I should also mention that I am always wearing the Spartan WHR Baro where I would wear any watch, (low) on my wrist.

This is not the ideal position for better readings from a WHR device, but given the shape of my arms, the watch would not stay in the recommended position higher up (and if it moved down from there, it would be so loose on the wrist, the oHR LEDs would be “measuring” only the bounce of the watch and the air around my wrist).

One likely problem and the major culprit in the above data (or rather, its recording conditions): It was all recorded as the weather was getting colder and colder. Which one final comparison serves to show quite well…

October 15, Running in Warmer Weather

This was a nice little trail run, recorded with an Ambit3 Peak and HR chest strap and the Suunto Spartan Sport WHR Baro – mid-October, in warmer weather.

Of course, there are still some differences between the chest strap and the oHR recordings, but they are rather less bad than those in all of the November recordings above – and nicely similar, overall, to the shape of the recordings in the “big” comparison shown at the beginning. That was also in warmer overall conditions (if in bad weather), at the beginning of October.

[Interestingly, the correlation coefficient for the two HR data sets here is calculated as being 0.91, so the two data sets only correlate slightly more strongly than those of November 28! They still do correlate strongly, but a mere look at the curves may have led one to think that the data here was considerably better.]

Conclusions

Overall, the conclusions to draw are the same with Suunto wrist heart rate from the Valencell sensor as with Garmin and their Elevate oHR:

The data is usable enough for a bit of guidance with the comfort of getting it from your wrist, without need for a chest strap.

For any sort of physiological analysis that needs exact heart rate data, though, oHR is not recommendable.

Averages look to be alright, generally; snapshot views of heart rate once warmed up can be quite alright, but HR-based training focused on staying in certain HR zones should better be done using a chest heart rate belt.

To oHR or not to oHR?

Just thinking of the decision between a Suunto Spartan Ultra or a Sport WHR Baro, which only differ in the bigger battery or the oHR, respectively… I don’t know.

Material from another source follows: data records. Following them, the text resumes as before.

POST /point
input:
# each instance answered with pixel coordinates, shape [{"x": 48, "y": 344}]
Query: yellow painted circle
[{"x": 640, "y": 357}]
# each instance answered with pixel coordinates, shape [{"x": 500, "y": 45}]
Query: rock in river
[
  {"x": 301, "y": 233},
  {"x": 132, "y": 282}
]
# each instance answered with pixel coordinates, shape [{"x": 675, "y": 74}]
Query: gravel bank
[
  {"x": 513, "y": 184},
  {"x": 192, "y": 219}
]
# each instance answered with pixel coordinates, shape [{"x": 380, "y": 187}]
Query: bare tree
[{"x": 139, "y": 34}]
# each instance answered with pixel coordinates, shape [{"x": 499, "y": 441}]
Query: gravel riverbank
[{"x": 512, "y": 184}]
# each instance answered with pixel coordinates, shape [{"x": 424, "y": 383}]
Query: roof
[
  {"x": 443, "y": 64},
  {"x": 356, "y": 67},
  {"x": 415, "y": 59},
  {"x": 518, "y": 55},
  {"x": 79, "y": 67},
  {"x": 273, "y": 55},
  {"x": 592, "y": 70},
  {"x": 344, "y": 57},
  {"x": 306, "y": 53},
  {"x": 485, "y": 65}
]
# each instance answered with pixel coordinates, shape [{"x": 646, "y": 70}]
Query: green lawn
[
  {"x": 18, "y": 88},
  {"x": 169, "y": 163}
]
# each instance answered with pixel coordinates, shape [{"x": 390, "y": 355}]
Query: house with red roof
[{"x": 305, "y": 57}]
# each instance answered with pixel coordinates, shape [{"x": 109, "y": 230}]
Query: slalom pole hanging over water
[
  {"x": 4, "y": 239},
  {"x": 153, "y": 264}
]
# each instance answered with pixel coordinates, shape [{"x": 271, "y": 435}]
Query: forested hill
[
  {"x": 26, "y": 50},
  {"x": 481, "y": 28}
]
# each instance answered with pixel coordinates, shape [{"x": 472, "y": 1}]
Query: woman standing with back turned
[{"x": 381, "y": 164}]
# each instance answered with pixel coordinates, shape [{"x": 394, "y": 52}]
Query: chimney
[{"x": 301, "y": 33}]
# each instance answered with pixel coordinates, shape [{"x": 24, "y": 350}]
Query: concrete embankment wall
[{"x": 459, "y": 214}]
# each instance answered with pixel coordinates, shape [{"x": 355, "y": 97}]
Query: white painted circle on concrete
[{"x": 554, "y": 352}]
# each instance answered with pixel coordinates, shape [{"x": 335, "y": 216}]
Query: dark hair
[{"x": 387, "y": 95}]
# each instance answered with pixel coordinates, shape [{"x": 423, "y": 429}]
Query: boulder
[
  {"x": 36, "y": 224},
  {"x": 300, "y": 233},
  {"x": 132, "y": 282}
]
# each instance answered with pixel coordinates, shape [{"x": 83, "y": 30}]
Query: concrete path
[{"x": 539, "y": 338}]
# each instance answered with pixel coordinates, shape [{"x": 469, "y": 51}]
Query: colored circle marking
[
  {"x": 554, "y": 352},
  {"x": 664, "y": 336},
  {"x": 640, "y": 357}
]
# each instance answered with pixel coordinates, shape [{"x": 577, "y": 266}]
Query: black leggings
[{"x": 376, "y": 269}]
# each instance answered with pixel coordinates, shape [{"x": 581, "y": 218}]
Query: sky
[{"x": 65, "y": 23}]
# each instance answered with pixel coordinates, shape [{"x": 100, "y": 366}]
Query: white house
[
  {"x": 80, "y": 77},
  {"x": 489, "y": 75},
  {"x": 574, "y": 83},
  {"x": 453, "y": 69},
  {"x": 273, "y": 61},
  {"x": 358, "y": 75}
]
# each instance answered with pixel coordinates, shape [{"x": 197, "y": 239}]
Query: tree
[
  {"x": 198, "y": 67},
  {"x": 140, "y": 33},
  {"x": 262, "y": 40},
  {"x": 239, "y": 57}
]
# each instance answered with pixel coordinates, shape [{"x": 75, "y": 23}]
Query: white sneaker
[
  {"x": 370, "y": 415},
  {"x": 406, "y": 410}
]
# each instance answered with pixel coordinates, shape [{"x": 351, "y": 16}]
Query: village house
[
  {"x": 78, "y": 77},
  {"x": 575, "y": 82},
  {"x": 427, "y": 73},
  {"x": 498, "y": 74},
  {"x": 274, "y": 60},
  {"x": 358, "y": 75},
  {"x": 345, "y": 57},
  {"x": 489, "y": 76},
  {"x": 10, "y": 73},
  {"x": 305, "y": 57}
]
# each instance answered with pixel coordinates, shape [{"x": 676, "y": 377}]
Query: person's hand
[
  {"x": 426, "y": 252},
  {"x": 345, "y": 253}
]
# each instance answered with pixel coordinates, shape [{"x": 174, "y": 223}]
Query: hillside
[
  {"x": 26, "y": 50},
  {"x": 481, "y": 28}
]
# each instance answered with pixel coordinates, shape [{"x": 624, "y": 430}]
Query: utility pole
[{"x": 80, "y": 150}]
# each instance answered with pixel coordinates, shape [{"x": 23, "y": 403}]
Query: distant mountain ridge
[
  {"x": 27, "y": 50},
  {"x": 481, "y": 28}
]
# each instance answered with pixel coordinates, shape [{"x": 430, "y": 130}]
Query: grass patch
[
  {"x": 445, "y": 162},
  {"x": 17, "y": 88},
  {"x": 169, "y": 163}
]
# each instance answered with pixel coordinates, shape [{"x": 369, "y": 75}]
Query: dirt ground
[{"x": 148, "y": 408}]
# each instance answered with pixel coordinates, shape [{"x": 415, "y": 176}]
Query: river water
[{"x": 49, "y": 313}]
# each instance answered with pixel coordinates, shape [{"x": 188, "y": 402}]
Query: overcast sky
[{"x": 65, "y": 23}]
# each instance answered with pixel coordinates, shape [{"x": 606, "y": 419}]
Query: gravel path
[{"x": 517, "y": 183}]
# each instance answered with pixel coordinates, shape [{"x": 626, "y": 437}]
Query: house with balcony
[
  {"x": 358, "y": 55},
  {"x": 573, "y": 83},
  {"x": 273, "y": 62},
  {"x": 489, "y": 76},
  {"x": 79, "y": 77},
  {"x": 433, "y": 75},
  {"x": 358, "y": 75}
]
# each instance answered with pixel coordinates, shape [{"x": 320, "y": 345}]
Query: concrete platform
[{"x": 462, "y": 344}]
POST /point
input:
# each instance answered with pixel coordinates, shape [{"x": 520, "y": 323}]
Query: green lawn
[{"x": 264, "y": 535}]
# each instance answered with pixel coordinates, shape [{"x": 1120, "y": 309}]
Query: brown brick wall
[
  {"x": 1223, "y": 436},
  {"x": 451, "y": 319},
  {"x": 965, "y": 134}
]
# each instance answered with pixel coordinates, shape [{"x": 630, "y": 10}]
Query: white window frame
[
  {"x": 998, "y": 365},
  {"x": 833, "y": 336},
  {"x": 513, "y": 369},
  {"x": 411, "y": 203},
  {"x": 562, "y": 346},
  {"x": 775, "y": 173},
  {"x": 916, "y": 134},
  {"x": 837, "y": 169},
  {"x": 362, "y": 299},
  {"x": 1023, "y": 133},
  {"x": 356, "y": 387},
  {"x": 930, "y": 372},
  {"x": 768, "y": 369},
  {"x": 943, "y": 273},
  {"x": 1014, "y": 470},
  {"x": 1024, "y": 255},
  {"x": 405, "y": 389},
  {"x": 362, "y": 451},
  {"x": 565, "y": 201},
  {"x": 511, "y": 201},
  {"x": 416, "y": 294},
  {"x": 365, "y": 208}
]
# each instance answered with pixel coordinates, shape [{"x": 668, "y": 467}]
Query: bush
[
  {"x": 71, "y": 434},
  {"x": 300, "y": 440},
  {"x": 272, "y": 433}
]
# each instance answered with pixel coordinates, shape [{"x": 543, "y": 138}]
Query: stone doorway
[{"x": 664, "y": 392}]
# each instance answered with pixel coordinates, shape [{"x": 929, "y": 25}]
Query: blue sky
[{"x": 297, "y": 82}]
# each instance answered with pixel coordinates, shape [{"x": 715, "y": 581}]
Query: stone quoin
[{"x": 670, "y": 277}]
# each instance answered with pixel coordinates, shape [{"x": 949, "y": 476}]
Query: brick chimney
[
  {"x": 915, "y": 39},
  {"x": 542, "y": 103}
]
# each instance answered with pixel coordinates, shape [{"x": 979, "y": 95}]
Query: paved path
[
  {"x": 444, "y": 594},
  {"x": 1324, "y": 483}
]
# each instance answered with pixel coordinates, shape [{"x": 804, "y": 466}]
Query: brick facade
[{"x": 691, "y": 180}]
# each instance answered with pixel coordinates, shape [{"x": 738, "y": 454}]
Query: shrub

The indication of overall health status that an average heart rate during one’s sleep and 24/7 overview of heart rate can give do rather appeal to me, and a Sport WHR Baro that gives that data could still be combined with a chest strap if more-exact data were desired. And if not, then wrist heart rate is probably sufficient.

On the other hand, to be serious about HR-based training and about running overall, I’d rather not have oHR when I want exact data or might consider not using heart rate at all. Instead, I might want to run freely, by feeling, and take the longer runtime that a Spartan Ultra’s bigger battery gives.

Suunto or Garmin?

Something of both could be had from a Garmin fenix 5(X). That is heavier (which tends to make oHR performance worse) and just overall a very different device.

If I considered not looking at HR on a Suunto Spartan (of whichever kind), I would definitely not want to suffer the intrusively helpful approach of Garmin – but for guidance and smartwatch functions, a fenix it would be.

Again, supposed performance in measurements, judged from a single device under somewhat haphazard conditions, is probably not the best guide to base a purchasing decision on. Much better to look at the overall package and, actually, to decide by the feel of a device in use.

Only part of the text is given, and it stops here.